Originally found in central and western North America, the coyote has expanded its range eastward to all the Atlantic Provinces.
The male coyote stands 55 to 70 cm high at the shoulder and weighs 15 to 25 kg. Females are slightly smaller. The coyote’s ears are wide, pointed and erect. The muzzle tapers down to a black nose.
The long, soft fur is generally tawny-grey and darker on the hind part of the back.
Legs, paws, muzzle and the back of the ears are more yellowish in colour; the throat and belly are whiter. The coyote is dark in summer and lighter coloured in winter.
A pair of coyotes may remain together for several years. Mating takes place during February and March. Two months later, the female gives birth to three to twelve pups.

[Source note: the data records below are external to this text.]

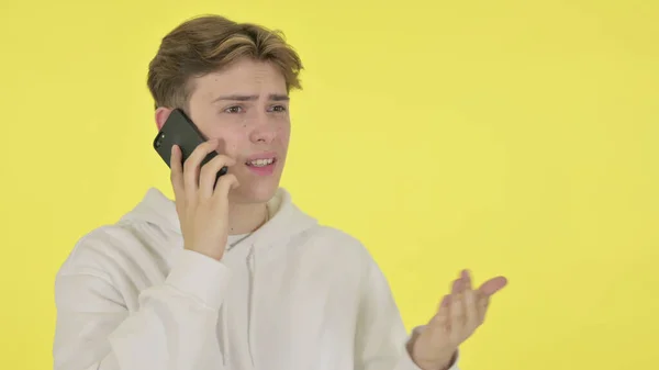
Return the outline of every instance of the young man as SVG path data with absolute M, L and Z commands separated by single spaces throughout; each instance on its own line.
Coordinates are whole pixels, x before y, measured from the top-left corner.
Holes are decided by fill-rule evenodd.
M 148 71 L 157 126 L 180 108 L 211 139 L 182 165 L 174 148 L 175 201 L 152 189 L 76 245 L 55 285 L 56 370 L 457 369 L 505 279 L 472 289 L 462 272 L 406 335 L 366 248 L 279 188 L 301 69 L 279 34 L 221 16 L 163 40 Z

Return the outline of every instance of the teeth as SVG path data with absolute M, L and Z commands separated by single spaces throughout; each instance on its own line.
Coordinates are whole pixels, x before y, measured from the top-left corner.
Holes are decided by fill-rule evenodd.
M 275 161 L 275 158 L 268 158 L 268 159 L 256 159 L 249 162 L 249 165 L 254 166 L 254 167 L 265 167 L 268 165 L 271 165 Z

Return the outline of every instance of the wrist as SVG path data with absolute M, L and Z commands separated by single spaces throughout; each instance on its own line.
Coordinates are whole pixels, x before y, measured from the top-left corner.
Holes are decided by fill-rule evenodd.
M 458 349 L 442 350 L 439 354 L 433 354 L 432 358 L 420 357 L 414 351 L 414 340 L 412 338 L 407 343 L 407 352 L 412 362 L 414 362 L 421 370 L 449 370 L 454 365 L 458 356 Z

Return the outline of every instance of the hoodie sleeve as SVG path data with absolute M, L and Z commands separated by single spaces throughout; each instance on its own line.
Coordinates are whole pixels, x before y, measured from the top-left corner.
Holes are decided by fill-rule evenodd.
M 165 282 L 139 293 L 129 312 L 100 269 L 68 267 L 55 283 L 55 370 L 193 370 L 222 363 L 215 336 L 227 268 L 181 250 Z M 208 335 L 208 336 L 206 336 Z
M 355 369 L 422 370 L 406 349 L 410 338 L 389 282 L 371 260 L 361 291 Z M 448 370 L 459 370 L 457 357 Z

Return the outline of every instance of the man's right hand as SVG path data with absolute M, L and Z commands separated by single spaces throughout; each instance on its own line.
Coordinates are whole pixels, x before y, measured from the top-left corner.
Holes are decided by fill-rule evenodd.
M 228 191 L 238 187 L 238 180 L 226 173 L 217 180 L 217 172 L 235 160 L 215 156 L 200 168 L 206 155 L 217 148 L 217 141 L 199 145 L 182 164 L 178 146 L 171 148 L 171 184 L 176 211 L 183 234 L 185 248 L 221 260 L 228 235 Z

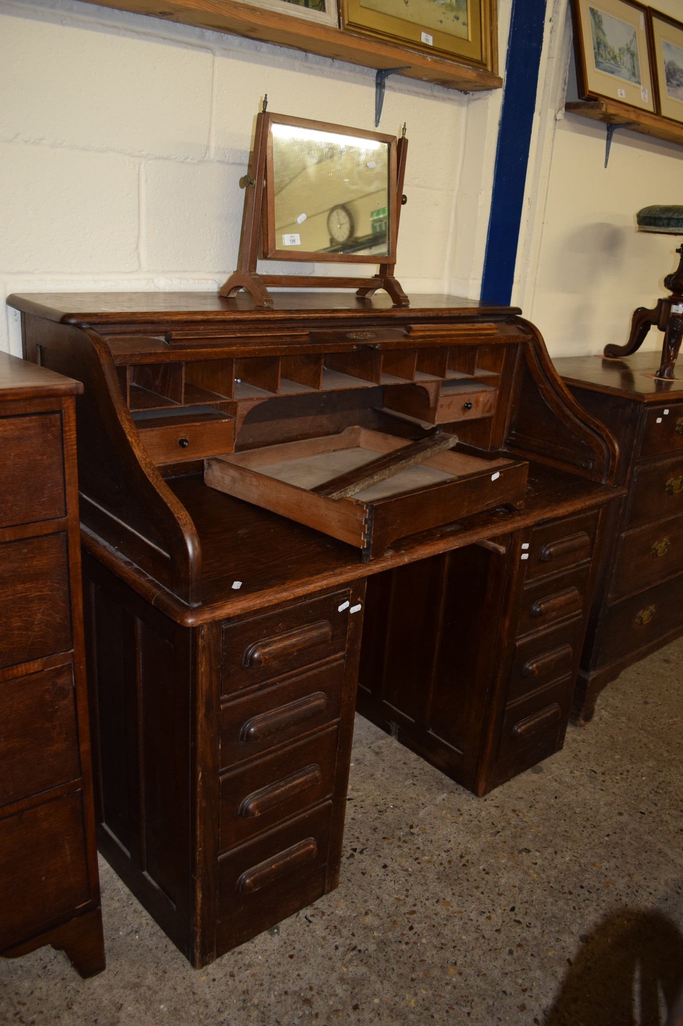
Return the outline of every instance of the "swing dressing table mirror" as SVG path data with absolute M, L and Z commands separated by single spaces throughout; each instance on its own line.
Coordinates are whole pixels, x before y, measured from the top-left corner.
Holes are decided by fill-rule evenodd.
M 409 301 L 393 276 L 408 140 L 343 125 L 266 113 L 256 118 L 238 269 L 220 289 L 244 288 L 272 307 L 268 285 L 355 288 L 358 298 L 386 289 Z M 257 260 L 379 264 L 372 278 L 260 274 Z

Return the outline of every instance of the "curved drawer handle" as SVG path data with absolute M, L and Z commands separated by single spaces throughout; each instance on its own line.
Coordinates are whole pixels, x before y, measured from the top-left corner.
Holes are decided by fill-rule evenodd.
M 530 738 L 531 735 L 544 731 L 551 723 L 557 723 L 561 718 L 562 710 L 557 702 L 553 702 L 547 709 L 542 709 L 541 712 L 536 712 L 532 716 L 526 716 L 525 719 L 520 719 L 518 723 L 515 723 L 512 727 L 512 737 L 520 740 Z
M 588 555 L 591 551 L 591 537 L 585 530 L 580 530 L 575 535 L 559 538 L 556 542 L 548 542 L 541 549 L 539 559 L 542 563 L 549 563 L 551 559 L 568 556 L 574 552 L 583 552 L 584 549 Z
M 262 887 L 267 887 L 270 883 L 276 883 L 283 876 L 301 869 L 307 862 L 312 862 L 317 855 L 317 843 L 314 837 L 306 837 L 305 840 L 293 844 L 272 859 L 259 862 L 258 866 L 247 869 L 239 877 L 234 887 L 243 895 L 253 895 Z
M 647 608 L 641 609 L 636 617 L 636 623 L 639 624 L 641 627 L 644 624 L 649 624 L 650 620 L 654 616 L 654 609 L 655 607 L 653 605 L 648 605 Z
M 555 667 L 562 663 L 571 662 L 573 650 L 571 645 L 561 644 L 550 652 L 544 652 L 533 659 L 527 659 L 522 667 L 522 677 L 541 677 L 544 673 L 550 673 Z
M 299 726 L 307 719 L 321 715 L 327 708 L 328 697 L 325 692 L 306 695 L 296 702 L 289 702 L 286 706 L 279 706 L 278 709 L 270 709 L 260 716 L 252 716 L 251 719 L 245 720 L 240 731 L 240 741 L 245 741 L 247 744 L 266 741 L 273 734 Z
M 323 782 L 323 773 L 317 762 L 311 762 L 303 770 L 291 773 L 289 777 L 283 777 L 272 784 L 267 784 L 258 791 L 252 791 L 243 799 L 238 816 L 245 819 L 253 819 L 255 816 L 264 816 L 271 813 L 284 801 L 291 801 L 297 795 L 308 791 L 311 787 L 317 787 Z
M 325 644 L 332 640 L 332 624 L 329 620 L 318 620 L 305 627 L 296 627 L 293 631 L 276 634 L 272 638 L 254 641 L 245 648 L 245 666 L 265 666 L 276 660 L 293 656 L 300 648 L 312 648 L 316 644 Z
M 581 592 L 578 588 L 565 588 L 556 595 L 539 598 L 531 606 L 532 617 L 558 616 L 568 609 L 581 608 Z

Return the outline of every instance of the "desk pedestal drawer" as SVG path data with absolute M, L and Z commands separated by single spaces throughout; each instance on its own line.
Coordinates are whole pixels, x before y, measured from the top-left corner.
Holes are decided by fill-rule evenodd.
M 343 659 L 292 674 L 221 709 L 220 761 L 234 765 L 339 717 Z
M 221 851 L 329 797 L 336 754 L 334 726 L 221 777 Z
M 325 894 L 331 825 L 326 802 L 219 860 L 217 953 Z
M 573 677 L 508 706 L 496 763 L 495 786 L 523 773 L 564 744 Z
M 346 650 L 348 591 L 223 628 L 222 694 L 251 687 Z

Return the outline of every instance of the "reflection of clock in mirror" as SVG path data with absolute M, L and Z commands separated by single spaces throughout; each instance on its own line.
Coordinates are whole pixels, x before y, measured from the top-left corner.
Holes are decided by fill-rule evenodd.
M 339 203 L 328 214 L 328 231 L 332 243 L 348 242 L 353 235 L 353 214 L 347 206 Z

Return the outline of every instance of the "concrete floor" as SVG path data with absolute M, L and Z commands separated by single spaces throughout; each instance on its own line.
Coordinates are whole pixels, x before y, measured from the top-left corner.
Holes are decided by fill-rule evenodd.
M 683 639 L 486 798 L 358 719 L 338 891 L 196 971 L 102 863 L 106 971 L 0 959 L 0 1022 L 660 1024 L 683 978 L 682 667 Z

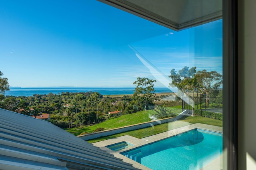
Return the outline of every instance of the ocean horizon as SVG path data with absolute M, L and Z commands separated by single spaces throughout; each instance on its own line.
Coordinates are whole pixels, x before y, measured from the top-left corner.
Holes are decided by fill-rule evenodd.
M 5 92 L 5 96 L 26 97 L 32 96 L 34 94 L 48 94 L 52 93 L 60 94 L 62 92 L 70 93 L 98 92 L 102 95 L 122 95 L 133 94 L 135 88 L 83 88 L 83 87 L 10 87 L 10 91 Z M 155 88 L 156 93 L 175 92 L 174 88 Z

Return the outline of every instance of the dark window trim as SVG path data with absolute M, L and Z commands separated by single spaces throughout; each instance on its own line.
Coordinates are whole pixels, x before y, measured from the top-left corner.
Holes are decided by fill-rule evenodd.
M 223 0 L 223 149 L 228 170 L 238 170 L 238 6 Z

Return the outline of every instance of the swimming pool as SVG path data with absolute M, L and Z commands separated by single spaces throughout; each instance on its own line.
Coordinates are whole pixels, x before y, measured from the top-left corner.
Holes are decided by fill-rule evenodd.
M 123 141 L 118 143 L 106 146 L 106 147 L 114 151 L 117 151 L 134 146 L 134 145 L 126 142 L 125 141 Z
M 194 170 L 222 153 L 222 133 L 196 129 L 120 153 L 154 170 Z

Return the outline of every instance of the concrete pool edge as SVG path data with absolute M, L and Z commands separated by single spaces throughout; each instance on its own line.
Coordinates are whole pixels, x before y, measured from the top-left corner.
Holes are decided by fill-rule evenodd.
M 122 159 L 124 162 L 132 164 L 133 166 L 135 168 L 146 170 L 150 170 L 151 169 L 122 155 L 119 153 L 130 149 L 134 149 L 152 142 L 162 140 L 168 137 L 171 137 L 178 134 L 183 133 L 196 128 L 209 130 L 216 132 L 222 132 L 222 127 L 197 123 L 185 125 L 181 127 L 170 130 L 166 132 L 162 132 L 158 134 L 140 139 L 128 135 L 125 135 L 96 142 L 92 144 L 94 146 L 100 148 L 101 149 L 106 151 L 108 153 L 114 154 L 115 157 Z M 134 145 L 134 146 L 117 151 L 114 151 L 106 147 L 106 146 L 114 144 L 115 143 L 124 141 Z

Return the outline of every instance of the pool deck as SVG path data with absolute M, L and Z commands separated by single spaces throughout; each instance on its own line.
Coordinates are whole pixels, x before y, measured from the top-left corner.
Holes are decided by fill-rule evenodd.
M 93 144 L 94 146 L 98 147 L 100 149 L 105 150 L 107 152 L 114 154 L 115 157 L 123 159 L 124 162 L 132 164 L 133 166 L 134 167 L 143 170 L 151 170 L 151 169 L 120 154 L 119 153 L 152 142 L 161 140 L 167 137 L 175 136 L 177 134 L 183 133 L 196 128 L 198 128 L 199 129 L 209 130 L 218 132 L 222 132 L 222 127 L 202 123 L 190 124 L 190 123 L 187 122 L 176 121 L 175 122 L 169 123 L 168 126 L 169 129 L 172 130 L 170 130 L 166 132 L 144 138 L 138 139 L 130 136 L 125 135 L 100 142 L 96 142 L 93 143 Z M 180 127 L 174 129 L 174 127 Z M 131 146 L 128 148 L 126 148 L 117 151 L 114 151 L 106 147 L 106 146 L 124 141 L 133 144 L 134 146 Z M 209 164 L 206 165 L 206 166 L 204 166 L 201 170 L 221 170 L 222 169 L 222 166 L 221 160 L 222 160 L 222 159 L 221 158 L 221 156 L 210 163 Z

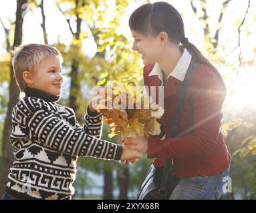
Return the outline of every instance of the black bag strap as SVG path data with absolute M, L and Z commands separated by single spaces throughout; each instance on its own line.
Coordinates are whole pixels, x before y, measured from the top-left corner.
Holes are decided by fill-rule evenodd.
M 170 136 L 172 138 L 177 138 L 179 136 L 178 133 L 178 124 L 181 113 L 183 109 L 184 99 L 185 97 L 185 91 L 186 86 L 188 85 L 190 77 L 193 71 L 199 65 L 198 63 L 190 63 L 188 66 L 185 77 L 183 81 L 181 91 L 178 97 L 178 102 L 176 108 L 174 113 L 174 117 L 172 120 L 172 124 L 170 129 Z M 167 180 L 170 171 L 172 161 L 171 159 L 167 159 L 165 160 L 164 166 L 162 170 L 161 182 L 160 183 L 160 187 L 158 190 L 158 195 L 160 196 L 166 196 L 167 195 Z

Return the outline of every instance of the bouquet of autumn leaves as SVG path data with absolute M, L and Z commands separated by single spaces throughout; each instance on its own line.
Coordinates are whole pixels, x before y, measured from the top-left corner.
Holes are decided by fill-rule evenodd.
M 112 81 L 105 89 L 105 99 L 106 101 L 99 105 L 97 110 L 105 117 L 104 122 L 110 124 L 110 138 L 120 134 L 122 141 L 124 137 L 160 134 L 157 119 L 164 110 L 153 103 L 142 87 L 134 83 L 122 85 Z

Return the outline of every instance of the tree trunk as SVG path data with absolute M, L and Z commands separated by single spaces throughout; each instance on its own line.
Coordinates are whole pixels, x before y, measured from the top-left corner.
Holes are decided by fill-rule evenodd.
M 24 11 L 24 9 L 22 9 L 22 5 L 25 3 L 27 3 L 27 0 L 17 1 L 16 22 L 13 48 L 21 44 L 22 25 L 23 23 L 22 13 Z M 3 194 L 5 191 L 5 187 L 7 182 L 9 170 L 14 160 L 13 150 L 9 141 L 9 136 L 12 129 L 11 111 L 18 101 L 19 91 L 13 76 L 13 69 L 11 66 L 11 81 L 9 87 L 9 101 L 3 134 L 3 166 L 0 177 L 0 194 Z
M 119 199 L 127 200 L 129 184 L 129 168 L 127 162 L 118 171 L 118 182 L 119 185 Z
M 44 7 L 43 7 L 43 0 L 41 1 L 40 5 L 38 5 L 39 7 L 41 9 L 41 14 L 42 15 L 42 23 L 41 24 L 41 27 L 43 29 L 43 41 L 45 45 L 48 45 L 48 39 L 47 37 L 47 33 L 46 33 L 46 27 L 45 27 L 45 15 L 44 13 Z
M 107 168 L 108 166 L 108 168 Z M 112 168 L 104 164 L 104 200 L 113 200 L 113 173 Z
M 76 14 L 76 33 L 73 34 L 73 36 L 75 37 L 76 40 L 79 40 L 80 39 L 80 33 L 81 33 L 81 24 L 82 19 L 80 17 L 80 14 L 78 11 L 79 9 L 79 1 L 76 0 L 76 9 L 77 10 Z M 72 33 L 73 33 L 72 31 Z M 81 48 L 81 45 L 76 45 L 76 48 L 80 49 Z M 76 59 L 74 59 L 72 62 L 72 65 L 71 66 L 72 70 L 70 73 L 70 79 L 71 79 L 71 85 L 70 85 L 70 99 L 69 99 L 69 105 L 73 108 L 75 112 L 78 112 L 78 103 L 77 101 L 78 97 L 80 97 L 80 81 L 78 78 L 79 75 L 79 61 Z M 77 117 L 78 122 L 81 122 L 80 120 L 80 116 L 78 116 Z

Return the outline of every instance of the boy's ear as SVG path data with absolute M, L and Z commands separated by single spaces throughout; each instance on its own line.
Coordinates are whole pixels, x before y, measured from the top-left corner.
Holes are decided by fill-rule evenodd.
M 159 33 L 161 44 L 164 45 L 168 41 L 168 34 L 166 32 Z
M 29 71 L 24 71 L 22 73 L 22 77 L 23 78 L 23 80 L 25 83 L 31 85 L 33 83 L 33 79 L 31 73 Z

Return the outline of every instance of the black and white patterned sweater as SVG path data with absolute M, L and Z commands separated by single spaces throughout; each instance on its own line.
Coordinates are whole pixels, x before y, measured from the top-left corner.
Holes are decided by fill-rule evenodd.
M 12 112 L 15 160 L 5 190 L 24 199 L 70 199 L 78 156 L 119 160 L 122 147 L 99 139 L 101 114 L 88 108 L 81 126 L 72 108 L 49 101 L 53 96 L 26 91 Z

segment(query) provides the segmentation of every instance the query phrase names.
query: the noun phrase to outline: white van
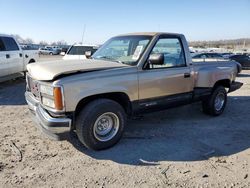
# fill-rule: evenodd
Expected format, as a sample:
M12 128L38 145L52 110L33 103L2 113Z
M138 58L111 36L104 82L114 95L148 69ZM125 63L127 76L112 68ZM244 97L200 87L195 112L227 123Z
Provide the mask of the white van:
M26 65L36 62L38 57L37 50L22 50L14 37L0 34L0 81L25 72Z

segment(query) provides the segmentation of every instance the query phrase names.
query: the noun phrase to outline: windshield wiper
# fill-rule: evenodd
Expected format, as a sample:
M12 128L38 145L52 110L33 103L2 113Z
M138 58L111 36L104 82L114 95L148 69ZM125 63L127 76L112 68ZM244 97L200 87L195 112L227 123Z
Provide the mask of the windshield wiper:
M96 57L96 59L106 59L106 60L110 60L110 61L113 61L113 62L124 64L124 62L119 61L119 60L115 60L110 56L99 56L99 57Z

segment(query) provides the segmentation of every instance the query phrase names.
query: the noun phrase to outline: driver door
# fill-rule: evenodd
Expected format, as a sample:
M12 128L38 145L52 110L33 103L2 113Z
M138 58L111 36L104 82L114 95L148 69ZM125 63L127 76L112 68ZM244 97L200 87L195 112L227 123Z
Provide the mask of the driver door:
M186 65L181 40L161 37L152 53L162 53L164 64L148 64L146 69L139 71L139 109L167 108L189 102L193 73Z

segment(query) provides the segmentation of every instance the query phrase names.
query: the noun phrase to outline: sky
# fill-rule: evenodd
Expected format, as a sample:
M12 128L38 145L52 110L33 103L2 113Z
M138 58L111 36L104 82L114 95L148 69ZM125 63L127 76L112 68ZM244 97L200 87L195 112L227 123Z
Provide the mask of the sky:
M250 0L0 0L0 33L35 42L73 44L84 33L83 43L101 44L142 31L189 41L250 38Z

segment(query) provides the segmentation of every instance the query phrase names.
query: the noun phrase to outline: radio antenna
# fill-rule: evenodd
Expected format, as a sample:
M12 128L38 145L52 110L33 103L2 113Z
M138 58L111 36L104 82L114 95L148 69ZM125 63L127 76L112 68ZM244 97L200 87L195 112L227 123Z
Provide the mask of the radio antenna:
M83 39L84 39L85 30L86 30L86 24L84 24L84 26L83 26L83 31L82 31L82 44L83 44Z

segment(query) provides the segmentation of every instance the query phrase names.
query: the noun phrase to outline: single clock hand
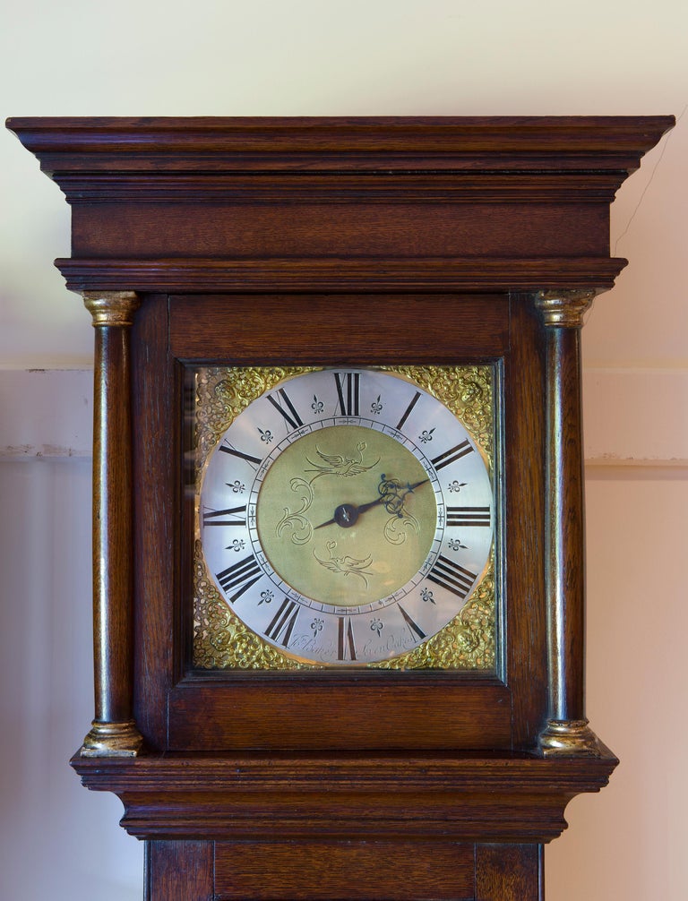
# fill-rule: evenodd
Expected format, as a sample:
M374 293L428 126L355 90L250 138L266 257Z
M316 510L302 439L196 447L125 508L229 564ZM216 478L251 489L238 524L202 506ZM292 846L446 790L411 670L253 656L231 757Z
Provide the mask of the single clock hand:
M365 513L366 510L370 510L379 504L387 504L390 502L390 496L387 492L381 490L384 484L388 481L387 478L383 474L380 479L380 486L378 490L380 490L380 496L376 497L374 501L368 501L367 504L362 504L360 506L356 506L355 504L340 504L339 506L335 510L335 515L332 519L328 519L326 523L321 523L320 525L316 525L316 529L323 529L326 525L333 525L336 523L337 525L341 525L343 529L350 529L355 524L356 520L361 515L362 513ZM423 478L419 482L416 482L415 485L407 485L404 494L399 496L396 495L397 499L403 499L411 491L415 491L416 488L419 488L421 485L425 485L426 482L429 482L429 478ZM388 509L390 509L388 507ZM390 512L393 512L390 510Z

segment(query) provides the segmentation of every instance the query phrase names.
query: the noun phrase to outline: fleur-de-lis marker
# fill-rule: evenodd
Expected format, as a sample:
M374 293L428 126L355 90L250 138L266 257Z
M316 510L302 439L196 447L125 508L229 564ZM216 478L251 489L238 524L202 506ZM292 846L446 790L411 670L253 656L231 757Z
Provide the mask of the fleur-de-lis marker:
M453 482L450 482L447 487L450 491L461 491L462 488L465 487L466 482L459 482L455 478Z
M450 538L447 543L450 551L458 551L460 548L463 548L463 550L466 549L466 545L462 544L457 538Z
M371 413L374 413L376 416L380 415L383 405L383 404L380 403L380 395L378 395L377 400L374 400L372 404L371 404Z
M371 620L371 632L376 632L378 633L378 638L380 638L383 629L384 623L377 616L374 620Z
M420 598L425 604L427 604L428 602L430 604L435 604L435 598L433 597L433 593L432 591L430 591L429 588L423 588L423 590L420 592Z

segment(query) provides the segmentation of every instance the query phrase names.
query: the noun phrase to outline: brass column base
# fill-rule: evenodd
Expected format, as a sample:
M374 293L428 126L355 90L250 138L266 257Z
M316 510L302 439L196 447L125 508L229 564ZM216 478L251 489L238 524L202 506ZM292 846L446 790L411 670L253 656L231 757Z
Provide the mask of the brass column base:
M600 757L597 735L587 720L547 720L538 739L543 757Z
M133 720L124 723L98 723L94 720L79 756L137 757L142 744L143 739Z

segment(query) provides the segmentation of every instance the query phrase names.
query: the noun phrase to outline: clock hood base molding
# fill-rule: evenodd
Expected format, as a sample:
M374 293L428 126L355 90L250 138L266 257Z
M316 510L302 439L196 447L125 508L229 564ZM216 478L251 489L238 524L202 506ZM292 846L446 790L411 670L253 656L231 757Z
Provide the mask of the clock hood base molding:
M84 759L82 783L112 791L122 825L146 840L437 836L460 842L551 842L572 798L598 792L619 761L464 756L246 754Z

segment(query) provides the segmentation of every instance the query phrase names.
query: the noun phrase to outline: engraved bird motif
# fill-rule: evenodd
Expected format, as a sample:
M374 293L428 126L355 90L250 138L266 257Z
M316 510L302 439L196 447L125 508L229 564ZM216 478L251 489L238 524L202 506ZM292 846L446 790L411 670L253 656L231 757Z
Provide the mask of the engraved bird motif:
M380 462L380 457L378 457L369 466L363 465L363 451L366 447L365 441L359 441L356 445L358 454L345 457L344 454L323 453L320 448L316 446L316 450L320 460L323 460L323 463L314 462L307 457L306 460L313 469L307 469L306 471L317 473L315 477L316 478L319 476L360 476L362 472L367 472Z
M372 563L372 557L366 557L365 560L356 560L353 557L349 557L348 554L344 557L335 557L333 551L336 546L336 542L327 542L326 547L330 555L329 560L322 560L315 551L313 551L313 556L321 566L324 566L326 569L330 569L332 572L340 572L344 576L358 576L359 578L363 580L367 588L368 579L365 577L372 576L373 573L366 568Z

Though hares and rodents make up the main part of the coyote’s diet, it will eat almost anything including insects and berries in summer, deer fawns in spring and adult deer when snow conditions are right.
Sarcoptic mange, an infestation of mites that causes loss of hair, sometimes leads to the coyote’s death. Coyotes are also subject to distemper and rabies.
Bounties and other methods used to exterminate the coyote have been unsuccessful.
The coyote has highly developed senses of hearing and smell. It is capable of reaching speeds of 64 km per hour. Swift, tough and intelligent, the coyote provides great challenge to any hunter. When fleeing, coyotes will stop to look back at their pursuer. If the hunter is ready and quick, this could be a final look by the coyote.